[jira] [Commented] (COMPRESS-206) TarArchiveOutputStream sometimes writes garbage beyond the end of the archive

classic Classic list List threaded Threaded
1 message Options
Reply | Threaded
Open this post in threaded view

[jira] [Commented] (COMPRESS-206) TarArchiveOutputStream sometimes writes garbage beyond the end of the archive

Lars Bruun-Hansen (Jira)

    [ https://issues.apache.org/jira/browse/COMPRESS-206?page=com.atlassian.jira.plugin.system.issuetabpanels:comment-tabpanel&focusedCommentId=13541349#comment-13541349 ]

Stefan Bodewig commented on COMPRESS-206:

I didn't mean to imply this was a duplicate of 202 or anything like that, but rather that your patch provides one alternative to fix COMPRESS-202 beyond "just" documenting the behavior.  We'll need to discuss on the dev list how we want to solve it, but for the sake of getting more opinions I'll wait a few days until people are back from their holiday time-outs.

Given tar record reading may be willing to consume non-tar inputs, we may need to be more careful there.  I'll need to look into the tar dialect documentations a bit more to see what we might need to accept as part of the archive once the first EOF-record has been found.
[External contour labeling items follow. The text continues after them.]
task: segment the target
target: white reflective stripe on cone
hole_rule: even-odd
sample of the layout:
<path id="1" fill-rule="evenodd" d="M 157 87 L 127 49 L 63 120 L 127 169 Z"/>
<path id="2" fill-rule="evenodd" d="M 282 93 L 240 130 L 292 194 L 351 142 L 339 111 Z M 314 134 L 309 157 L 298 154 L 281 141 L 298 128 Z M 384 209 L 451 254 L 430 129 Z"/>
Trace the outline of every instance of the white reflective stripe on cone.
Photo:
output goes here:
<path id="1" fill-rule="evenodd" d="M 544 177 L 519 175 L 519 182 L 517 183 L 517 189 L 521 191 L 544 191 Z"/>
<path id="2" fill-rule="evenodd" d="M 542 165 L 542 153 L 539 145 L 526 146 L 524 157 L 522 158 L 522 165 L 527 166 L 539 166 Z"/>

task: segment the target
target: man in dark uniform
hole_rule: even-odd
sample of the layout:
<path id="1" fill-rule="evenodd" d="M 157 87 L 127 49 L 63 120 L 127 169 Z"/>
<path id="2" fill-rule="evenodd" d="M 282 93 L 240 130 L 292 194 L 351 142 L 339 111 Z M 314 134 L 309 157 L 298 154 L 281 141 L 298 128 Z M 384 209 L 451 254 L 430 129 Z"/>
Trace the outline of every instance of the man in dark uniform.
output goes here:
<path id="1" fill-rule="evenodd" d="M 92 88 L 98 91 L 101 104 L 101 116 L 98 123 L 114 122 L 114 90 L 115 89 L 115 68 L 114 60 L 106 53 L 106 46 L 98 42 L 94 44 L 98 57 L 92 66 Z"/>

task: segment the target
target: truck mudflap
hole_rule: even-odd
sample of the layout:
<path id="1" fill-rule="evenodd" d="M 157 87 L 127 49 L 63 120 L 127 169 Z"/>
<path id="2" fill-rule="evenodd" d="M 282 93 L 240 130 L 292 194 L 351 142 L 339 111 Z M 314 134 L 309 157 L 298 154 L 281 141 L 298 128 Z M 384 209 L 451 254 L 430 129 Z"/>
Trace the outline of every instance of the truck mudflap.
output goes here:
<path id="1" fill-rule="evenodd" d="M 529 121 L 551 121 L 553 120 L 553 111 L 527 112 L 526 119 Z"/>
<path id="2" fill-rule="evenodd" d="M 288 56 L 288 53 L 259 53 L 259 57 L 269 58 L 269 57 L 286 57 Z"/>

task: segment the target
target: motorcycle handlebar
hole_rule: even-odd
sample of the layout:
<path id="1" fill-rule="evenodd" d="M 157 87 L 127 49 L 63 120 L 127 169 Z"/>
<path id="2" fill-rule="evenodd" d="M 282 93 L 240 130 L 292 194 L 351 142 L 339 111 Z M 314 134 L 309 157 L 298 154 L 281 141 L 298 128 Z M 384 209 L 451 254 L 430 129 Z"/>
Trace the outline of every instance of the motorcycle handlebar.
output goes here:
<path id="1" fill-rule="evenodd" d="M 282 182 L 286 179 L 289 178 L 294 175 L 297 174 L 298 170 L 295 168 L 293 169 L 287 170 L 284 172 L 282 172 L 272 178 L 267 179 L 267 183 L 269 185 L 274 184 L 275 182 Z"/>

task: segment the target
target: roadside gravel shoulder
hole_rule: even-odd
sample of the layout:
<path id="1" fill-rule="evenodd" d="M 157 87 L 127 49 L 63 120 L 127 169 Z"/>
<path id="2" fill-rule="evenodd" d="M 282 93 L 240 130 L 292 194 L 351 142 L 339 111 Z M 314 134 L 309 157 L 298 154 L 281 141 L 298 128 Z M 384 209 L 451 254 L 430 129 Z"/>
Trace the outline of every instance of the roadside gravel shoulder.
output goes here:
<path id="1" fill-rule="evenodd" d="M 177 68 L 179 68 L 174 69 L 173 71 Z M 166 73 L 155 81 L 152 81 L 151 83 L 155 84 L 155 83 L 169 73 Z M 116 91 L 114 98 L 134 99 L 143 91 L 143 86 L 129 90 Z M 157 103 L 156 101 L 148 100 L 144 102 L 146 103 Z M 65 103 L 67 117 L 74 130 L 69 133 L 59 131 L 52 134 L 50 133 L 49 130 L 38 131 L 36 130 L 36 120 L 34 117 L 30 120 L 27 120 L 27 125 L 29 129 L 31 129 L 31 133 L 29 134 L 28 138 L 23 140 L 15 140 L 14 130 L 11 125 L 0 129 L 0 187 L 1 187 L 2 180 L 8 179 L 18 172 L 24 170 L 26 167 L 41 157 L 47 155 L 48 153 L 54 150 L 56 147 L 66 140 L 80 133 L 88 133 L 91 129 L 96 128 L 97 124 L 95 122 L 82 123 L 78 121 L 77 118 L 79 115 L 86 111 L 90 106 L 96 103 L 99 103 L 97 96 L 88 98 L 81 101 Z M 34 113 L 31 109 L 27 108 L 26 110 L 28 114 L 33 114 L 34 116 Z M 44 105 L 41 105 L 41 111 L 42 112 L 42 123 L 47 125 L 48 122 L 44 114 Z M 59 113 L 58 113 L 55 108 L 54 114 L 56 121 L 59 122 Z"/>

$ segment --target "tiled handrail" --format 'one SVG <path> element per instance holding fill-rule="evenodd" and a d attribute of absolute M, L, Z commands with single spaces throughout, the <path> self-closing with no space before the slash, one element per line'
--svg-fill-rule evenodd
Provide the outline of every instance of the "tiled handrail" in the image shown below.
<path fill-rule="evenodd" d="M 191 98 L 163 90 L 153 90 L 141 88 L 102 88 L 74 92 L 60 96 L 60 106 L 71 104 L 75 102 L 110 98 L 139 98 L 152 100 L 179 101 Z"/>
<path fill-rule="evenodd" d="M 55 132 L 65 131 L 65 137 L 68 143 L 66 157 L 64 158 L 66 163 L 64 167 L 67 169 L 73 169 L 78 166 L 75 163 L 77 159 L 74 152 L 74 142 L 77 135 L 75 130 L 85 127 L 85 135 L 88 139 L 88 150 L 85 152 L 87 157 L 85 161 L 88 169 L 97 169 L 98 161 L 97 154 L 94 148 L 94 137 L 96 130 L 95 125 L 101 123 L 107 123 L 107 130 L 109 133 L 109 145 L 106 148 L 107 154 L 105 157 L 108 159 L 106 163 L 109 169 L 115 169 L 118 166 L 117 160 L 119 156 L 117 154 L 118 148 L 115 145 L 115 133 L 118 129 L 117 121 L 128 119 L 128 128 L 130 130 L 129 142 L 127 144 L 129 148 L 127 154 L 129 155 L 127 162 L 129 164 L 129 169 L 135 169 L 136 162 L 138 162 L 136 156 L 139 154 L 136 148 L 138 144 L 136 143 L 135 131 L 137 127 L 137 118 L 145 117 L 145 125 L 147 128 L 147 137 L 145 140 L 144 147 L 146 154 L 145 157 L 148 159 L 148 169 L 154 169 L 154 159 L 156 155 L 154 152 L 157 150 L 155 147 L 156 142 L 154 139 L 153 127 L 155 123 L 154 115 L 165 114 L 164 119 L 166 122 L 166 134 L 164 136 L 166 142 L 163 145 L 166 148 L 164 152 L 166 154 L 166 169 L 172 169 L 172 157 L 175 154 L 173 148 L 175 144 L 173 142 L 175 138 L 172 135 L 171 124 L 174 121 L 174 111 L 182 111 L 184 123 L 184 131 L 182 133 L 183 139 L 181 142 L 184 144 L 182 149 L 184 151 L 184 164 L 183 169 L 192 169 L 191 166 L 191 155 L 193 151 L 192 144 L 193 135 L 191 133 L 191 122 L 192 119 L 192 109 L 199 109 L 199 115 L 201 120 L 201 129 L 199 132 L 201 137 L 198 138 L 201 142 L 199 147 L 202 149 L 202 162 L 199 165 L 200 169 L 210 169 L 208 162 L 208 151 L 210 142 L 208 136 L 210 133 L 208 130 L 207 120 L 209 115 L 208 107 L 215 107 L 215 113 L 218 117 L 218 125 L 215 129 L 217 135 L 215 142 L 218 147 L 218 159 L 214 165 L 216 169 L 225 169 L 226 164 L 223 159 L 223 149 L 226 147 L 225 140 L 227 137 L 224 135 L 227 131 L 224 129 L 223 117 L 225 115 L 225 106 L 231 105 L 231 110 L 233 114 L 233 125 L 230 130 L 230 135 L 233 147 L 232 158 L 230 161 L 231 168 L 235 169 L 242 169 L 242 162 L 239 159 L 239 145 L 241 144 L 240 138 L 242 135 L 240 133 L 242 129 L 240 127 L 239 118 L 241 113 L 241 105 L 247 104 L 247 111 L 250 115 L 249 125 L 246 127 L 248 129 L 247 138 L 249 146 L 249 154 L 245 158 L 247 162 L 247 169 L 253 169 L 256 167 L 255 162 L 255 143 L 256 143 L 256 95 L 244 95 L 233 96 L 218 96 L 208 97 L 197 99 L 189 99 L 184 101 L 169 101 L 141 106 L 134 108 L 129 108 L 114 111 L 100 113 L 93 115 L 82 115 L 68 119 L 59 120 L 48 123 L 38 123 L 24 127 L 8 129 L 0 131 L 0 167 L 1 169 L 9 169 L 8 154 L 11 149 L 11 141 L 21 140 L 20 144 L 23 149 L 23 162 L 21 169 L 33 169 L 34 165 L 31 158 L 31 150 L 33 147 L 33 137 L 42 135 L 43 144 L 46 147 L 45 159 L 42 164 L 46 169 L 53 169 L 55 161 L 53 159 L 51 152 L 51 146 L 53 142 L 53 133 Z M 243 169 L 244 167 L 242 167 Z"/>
> TarArchiveOutputStream sometimes writes garbage beyond the end of the archive
> -----------------------------------------------------------------------------
>                 Key: COMPRESS-206
>                 URL: https://issues.apache.org/jira/browse/COMPRESS-206
>             Project: Commons Compress
>          Issue Type: Bug
>          Components: Compressors
>    Affects Versions: 1.0, 1.4.1
>         Environment: Linux x86
>            Reporter: Peter De Maeyer
>             Fix For: 1.5
>         Attachments: COMPRESS-206.patch
> For some combinations of file lengths, the archive created by TarArchiveOutputStream writes garbage beyond the end of the TAR stream. TarArchiveInputStream can still read the stream without problems, but it does not read beyond the garbage. This is problematic for my use case because I write a checksum _after_ the TAR content. If I then try to read the checksum back, I read garbage instead.
> Functional impact:
> * TarArchiveInputStream is asymmetrical with respect to TarArchiveOutputStream, in the sense that TarArchiveInputStream does not read everything that was written by TarArchiveOutputStream.
> * The content is unnecessarily large. The garbage is totally unnecessarily large: ~10K overhead compared to Linux command-line tar.
> This symptom is remarkably similar to #COMPRESS-81, which is supposedly fixed since 1.1. Except for the fact that this issue still exists... I've tested this with 1.0 and 1.4.1.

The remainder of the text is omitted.